The top 6 best messaging apps for 2024
The best messaging apps for 2024 will keep business and personal communications flowing – providing other people are willing to use them
By the end of this year, we will be a quarter of the way through the 21st century, and one of the biggest communication growth areas since the new millennium involves direct messaging.
From 1990s SMS messages to today’s app-based communication tools, direct messaging has come a long way from the days of winking semicolon emojis.
However, the sheer volume of platforms arriving to market in recent years has created problems, as well as bringing benefits.
For one thing, it’s hard to find a service most of your friends and relatives are signed up to.
For another, you may have moral or ethical concerns about using certain companies’ tools.
Yet when evaluating the best messaging apps for 2024, it’s important to evaluate each tool on its own merits, looking beyond personal prejudice or attitudes towards a site’s owners.
These are our choices as the best personal communication apps, disregarding platforms which are exclusive to certain operating systems, such as Apple’s iMessage.
The six best messaging apps for 2024
1. WhatsApp.
Any list of messaging apps has to start with WhatsApp – one of the first platforms to achieve mass adoption and undoubtedly one of the best messaging apps for 2024.
Its double-tick message delivery status, ‘Typing…’ updates and customisable wallpapers have been widely emulated but rarely bettered, and its (512-strong) group chats are legendary.
As well as sharing your location, documents and contacts, it’s possible to make voice and video calls as well as sending encrypted messages which can disappear after a week.
2. Viber.
Although it wasn’t created by Facebook, WhatsApp is increasingly embedded in its parent company’s infrastructure.

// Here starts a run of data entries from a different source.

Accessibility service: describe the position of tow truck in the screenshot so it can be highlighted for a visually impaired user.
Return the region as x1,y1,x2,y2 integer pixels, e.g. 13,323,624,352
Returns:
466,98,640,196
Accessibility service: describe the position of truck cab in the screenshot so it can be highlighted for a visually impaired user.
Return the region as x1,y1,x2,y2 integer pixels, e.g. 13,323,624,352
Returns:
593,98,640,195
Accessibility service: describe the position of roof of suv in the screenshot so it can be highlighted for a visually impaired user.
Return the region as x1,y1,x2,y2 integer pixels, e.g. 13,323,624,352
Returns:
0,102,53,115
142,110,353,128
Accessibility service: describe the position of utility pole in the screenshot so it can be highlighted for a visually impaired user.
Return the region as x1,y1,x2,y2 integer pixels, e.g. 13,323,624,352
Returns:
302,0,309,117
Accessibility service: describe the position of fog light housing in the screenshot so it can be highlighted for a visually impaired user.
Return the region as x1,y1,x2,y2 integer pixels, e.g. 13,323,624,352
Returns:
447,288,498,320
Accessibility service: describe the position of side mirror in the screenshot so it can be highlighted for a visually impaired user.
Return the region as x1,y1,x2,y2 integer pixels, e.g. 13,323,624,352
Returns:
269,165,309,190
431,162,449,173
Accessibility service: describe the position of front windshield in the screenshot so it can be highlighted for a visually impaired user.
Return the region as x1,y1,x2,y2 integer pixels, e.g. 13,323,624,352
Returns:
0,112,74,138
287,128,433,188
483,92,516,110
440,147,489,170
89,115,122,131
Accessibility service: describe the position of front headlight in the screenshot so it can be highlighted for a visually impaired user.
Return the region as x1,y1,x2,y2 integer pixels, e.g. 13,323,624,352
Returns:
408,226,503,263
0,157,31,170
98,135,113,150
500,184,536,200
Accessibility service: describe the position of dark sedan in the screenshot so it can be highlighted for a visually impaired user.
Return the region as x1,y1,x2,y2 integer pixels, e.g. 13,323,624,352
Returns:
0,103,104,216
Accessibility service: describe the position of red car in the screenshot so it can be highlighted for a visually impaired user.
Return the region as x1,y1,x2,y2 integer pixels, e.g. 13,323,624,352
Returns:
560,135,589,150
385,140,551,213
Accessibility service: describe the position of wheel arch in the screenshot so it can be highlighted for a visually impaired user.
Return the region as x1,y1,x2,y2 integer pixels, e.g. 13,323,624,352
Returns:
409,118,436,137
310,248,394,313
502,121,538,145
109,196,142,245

For Facebook refuseniks, Israel’s Viber is a fine place to start.
It works across both Mac and PC and the duopoly of smartphone OS. The interface is busier than WhatsApp, but it takes no time to learn.
Viber’s Communities feature enables moderated group chats with strangers, based on location, hobbies or sports teams. It offers video calls, GIFs and stickers, as well.
3. Signal.
While Signal works on the same Windows, Apple and Android-powered devices as the utilities listed above, it also adds Linux compatibility into the mix.
It eschews Viber’s busy interface with a minimalist setup that lacks customisation but is child’s play to learn. It can even send SMS messages to Android devices.
It may have ‘borrowed’ WhatsApp’s double-ticks, but Signal pioneered the end-to-end encryption its bigger rival later adopted. It also offers an eight-hour mute mode, a chatbot and an image editor.
4. Snapchat.
The darling of the 16-24 demographic before TikTok bulldozed its way onto the scene, Snapchat pioneered the concept of deleting messages long before our politicians did.
It focuses on self-deleting text messages, photos or short videos, encouraging its users to maintain daily communications with one another – a welcome touch in these lonely times.
Although primarily a smartphone utility, Snapchat works on PCs and Macs. Live location sharing enables you to find friends in public places or track them to ensure their safety.
5. Discord.
While Snapchat started as a photography app and grew into something more, Discord started as a gaming utility and grew into a more streamlined chat app.
Claiming a global user base of over 350 million, it’s one of the few platforms capable of challenging WhatsApp in terms of popularity.
Its gaming origins mean Discord excels at voice chat, while PS4 and PS5 integrations are beloved by Sony devotees. However, messages don’t receive end-to-end encryption.
6. Telegram.
Created by the Russian expats behind that country’s VK social media network, Dubai-based Telegram is perhaps the most security-conscious platform on this list.
It incorporates technical attributes like 256-bit symmetrical AES encryption, which is too technical to explain here but is hugely effective at protecting personal data from prying eyes.
While Signal prides itself on offering group chats to 1,000 people, Telegram supports 200,000. There’s an integral media editor, voice chat scheduling and a (paid) voice-to-text service.